A veces pasamos mucho tiempo mirando las vidas de los demás, especialmente a través de una pantalla, y nos sentimos extrañamente fuera de lugar. Vemos a personas que parecen tenerlo todo bajo control, con rutinas perfectas y una calma envidiable, y empezamos a pensar que somos los únicos que lidiamos con el caos interno. Pero la frase de Alfred Adler nos ofrece un suspiro de alivio muy necesario: las únicas personas normales son aquellas que no conoces muy bien. Esta idea nos invita a derribar ese muro de perfección imaginaria y a entender que la normalidad es, en realidad, una ilusión que solo existe en la superficie.

En nuestra vida cotidiana, solemamos presentar nuestra mejor versión al mundo. En el trabajo, mostramos eficiencia; en las redes sociales, mostramos viajes y sonrisas; en las reuniones familiares, ocultamos nuestras dudas. Sin embargo, detrás de cada rostro que cruza nuestro camino, hay una historia llena de tropiezos, miedos nocturnos y pequeñas batallas que nadie más ve. Lo que llamamos normalidad es solo la máscara que elegimos usar cuando estamos frente a desconocidos, una capa de cortesía que oculta nuestra maravillosa y compleja humanidad.
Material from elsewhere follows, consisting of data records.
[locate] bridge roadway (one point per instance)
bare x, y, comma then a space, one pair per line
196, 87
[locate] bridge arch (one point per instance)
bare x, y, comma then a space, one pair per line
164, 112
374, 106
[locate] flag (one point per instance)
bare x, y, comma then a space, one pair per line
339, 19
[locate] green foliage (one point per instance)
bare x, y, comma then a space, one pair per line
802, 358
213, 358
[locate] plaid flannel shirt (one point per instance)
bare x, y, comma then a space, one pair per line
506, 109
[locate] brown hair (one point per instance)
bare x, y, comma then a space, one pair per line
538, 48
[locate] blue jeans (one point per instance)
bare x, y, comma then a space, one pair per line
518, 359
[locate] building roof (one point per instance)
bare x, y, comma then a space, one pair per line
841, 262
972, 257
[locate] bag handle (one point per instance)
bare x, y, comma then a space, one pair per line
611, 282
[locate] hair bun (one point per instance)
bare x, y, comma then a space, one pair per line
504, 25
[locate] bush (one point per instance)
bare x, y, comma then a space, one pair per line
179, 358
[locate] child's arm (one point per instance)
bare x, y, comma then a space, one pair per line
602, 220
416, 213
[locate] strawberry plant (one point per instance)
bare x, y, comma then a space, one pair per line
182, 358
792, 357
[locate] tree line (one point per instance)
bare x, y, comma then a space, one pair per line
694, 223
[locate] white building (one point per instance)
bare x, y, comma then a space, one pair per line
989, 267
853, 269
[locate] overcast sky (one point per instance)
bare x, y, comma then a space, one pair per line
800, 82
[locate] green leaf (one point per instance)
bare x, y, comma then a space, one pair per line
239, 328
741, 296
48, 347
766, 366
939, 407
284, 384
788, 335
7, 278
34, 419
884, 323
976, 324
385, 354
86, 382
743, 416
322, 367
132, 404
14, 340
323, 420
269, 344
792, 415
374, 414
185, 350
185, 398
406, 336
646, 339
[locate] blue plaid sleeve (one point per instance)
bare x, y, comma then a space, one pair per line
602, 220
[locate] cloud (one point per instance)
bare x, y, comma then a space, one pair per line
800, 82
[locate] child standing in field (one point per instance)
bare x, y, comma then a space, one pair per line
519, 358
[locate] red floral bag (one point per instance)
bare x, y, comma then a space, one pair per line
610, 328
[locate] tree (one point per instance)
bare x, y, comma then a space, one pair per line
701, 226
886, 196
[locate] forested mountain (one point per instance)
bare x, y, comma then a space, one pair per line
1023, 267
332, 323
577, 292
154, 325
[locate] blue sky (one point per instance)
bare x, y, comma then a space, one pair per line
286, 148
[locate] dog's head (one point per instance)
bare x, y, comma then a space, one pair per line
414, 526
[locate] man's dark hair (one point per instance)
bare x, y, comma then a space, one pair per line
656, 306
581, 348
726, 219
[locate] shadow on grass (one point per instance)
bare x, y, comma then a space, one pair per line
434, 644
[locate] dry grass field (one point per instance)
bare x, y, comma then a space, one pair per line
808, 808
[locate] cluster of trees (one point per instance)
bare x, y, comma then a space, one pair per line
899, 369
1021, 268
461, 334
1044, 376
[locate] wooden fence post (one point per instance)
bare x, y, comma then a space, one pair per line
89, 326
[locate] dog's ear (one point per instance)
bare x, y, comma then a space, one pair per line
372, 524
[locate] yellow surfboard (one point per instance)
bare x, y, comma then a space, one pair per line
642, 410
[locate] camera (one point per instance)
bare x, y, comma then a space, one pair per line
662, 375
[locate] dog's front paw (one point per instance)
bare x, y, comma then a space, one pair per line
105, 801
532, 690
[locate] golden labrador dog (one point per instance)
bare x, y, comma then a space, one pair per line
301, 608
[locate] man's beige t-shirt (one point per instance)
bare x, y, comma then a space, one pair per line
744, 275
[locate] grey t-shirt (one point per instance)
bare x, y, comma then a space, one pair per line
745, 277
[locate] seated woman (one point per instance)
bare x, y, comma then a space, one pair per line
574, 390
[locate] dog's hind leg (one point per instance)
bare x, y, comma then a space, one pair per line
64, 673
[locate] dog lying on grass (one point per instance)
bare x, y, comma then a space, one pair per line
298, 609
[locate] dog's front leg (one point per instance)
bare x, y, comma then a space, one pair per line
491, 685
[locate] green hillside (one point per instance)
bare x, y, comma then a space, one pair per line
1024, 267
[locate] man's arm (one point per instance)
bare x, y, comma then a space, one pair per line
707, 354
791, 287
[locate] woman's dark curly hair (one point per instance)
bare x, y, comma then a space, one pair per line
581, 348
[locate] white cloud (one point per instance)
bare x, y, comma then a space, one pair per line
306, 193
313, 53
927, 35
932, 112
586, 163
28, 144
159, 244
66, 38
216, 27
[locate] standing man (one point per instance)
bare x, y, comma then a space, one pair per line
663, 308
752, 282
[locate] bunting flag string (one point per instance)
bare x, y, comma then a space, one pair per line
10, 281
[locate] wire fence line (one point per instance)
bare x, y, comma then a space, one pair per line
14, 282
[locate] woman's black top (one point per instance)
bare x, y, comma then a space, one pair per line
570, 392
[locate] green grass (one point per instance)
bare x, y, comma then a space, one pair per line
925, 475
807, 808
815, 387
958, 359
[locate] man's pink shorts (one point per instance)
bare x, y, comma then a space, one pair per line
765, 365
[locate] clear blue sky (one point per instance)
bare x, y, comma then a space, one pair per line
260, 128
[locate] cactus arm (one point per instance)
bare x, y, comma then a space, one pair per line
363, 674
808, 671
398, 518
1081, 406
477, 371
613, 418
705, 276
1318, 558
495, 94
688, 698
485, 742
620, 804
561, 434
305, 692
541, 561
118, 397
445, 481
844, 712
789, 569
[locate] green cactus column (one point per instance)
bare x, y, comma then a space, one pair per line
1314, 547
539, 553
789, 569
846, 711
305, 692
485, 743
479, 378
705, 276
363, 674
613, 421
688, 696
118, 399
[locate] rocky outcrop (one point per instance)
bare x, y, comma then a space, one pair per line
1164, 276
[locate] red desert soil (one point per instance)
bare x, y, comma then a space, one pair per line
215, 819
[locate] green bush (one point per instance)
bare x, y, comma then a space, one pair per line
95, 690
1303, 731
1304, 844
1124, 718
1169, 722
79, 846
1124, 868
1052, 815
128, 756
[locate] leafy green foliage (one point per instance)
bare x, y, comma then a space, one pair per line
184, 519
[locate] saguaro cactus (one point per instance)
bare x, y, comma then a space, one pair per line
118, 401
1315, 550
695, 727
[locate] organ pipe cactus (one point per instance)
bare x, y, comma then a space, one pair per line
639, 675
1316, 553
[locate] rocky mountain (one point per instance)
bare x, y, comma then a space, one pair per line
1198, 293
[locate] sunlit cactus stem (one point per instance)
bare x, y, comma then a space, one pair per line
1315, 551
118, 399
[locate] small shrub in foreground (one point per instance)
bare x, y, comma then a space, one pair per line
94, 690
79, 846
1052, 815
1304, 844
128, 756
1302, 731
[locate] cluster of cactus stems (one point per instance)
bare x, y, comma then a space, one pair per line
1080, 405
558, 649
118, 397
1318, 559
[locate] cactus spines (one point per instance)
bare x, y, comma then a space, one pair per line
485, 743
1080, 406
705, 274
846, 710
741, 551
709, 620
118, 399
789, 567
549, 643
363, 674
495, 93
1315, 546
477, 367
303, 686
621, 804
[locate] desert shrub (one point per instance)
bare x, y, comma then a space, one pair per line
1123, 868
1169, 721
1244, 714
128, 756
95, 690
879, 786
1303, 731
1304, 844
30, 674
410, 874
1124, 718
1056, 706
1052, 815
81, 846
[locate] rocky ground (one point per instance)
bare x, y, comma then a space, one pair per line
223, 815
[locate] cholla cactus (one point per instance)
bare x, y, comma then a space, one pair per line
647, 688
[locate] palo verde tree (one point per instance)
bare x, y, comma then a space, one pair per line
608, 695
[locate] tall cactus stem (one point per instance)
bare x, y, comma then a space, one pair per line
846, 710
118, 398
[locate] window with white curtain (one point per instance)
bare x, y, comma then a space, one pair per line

Recuerdo una vez que me sentía muy abrumada por mis propios errores. Estaba en una cafetería, observando a la gente alrededor, y sentía que todos eran tan centrados y estables, mientras yo sentía que mi mundo era un desorden de pensamientos. De pronto, vi a una mujer que parecía la personificación de la elegancia y la serenidad. Al poco tiempo, escuché cómo su teléfono sonaba con una noticia difícil y la vi suspirar con una tristeza tan profunda que me recordó que, debajo de ese vestido impecable, había un corazón latiendo con las mismas incertidumbres que el mío. Ese momento me enseñó que no estoy sola en mi desorden.

Cuando aceptamos que todos llevamos nuestras propias tormentas bajo la superficie, nuestra forma de conectar con los demás cambia. Dejamos de juzgar y empezamos a empatizar. La próxima vez que te sientas como el único que no encaja o el único que comete errores, recuerda que lo que ves en los demás es solo el prólogo de su historia, no el libro completo. Te invito hoy a ser amable contigo mismo y a mirar a los demás con una mirada más compasiva, sabiendo que todos estamos navegando por este mar de incertidumbres intentando, a nuestra manera, encontrar el camino a casa.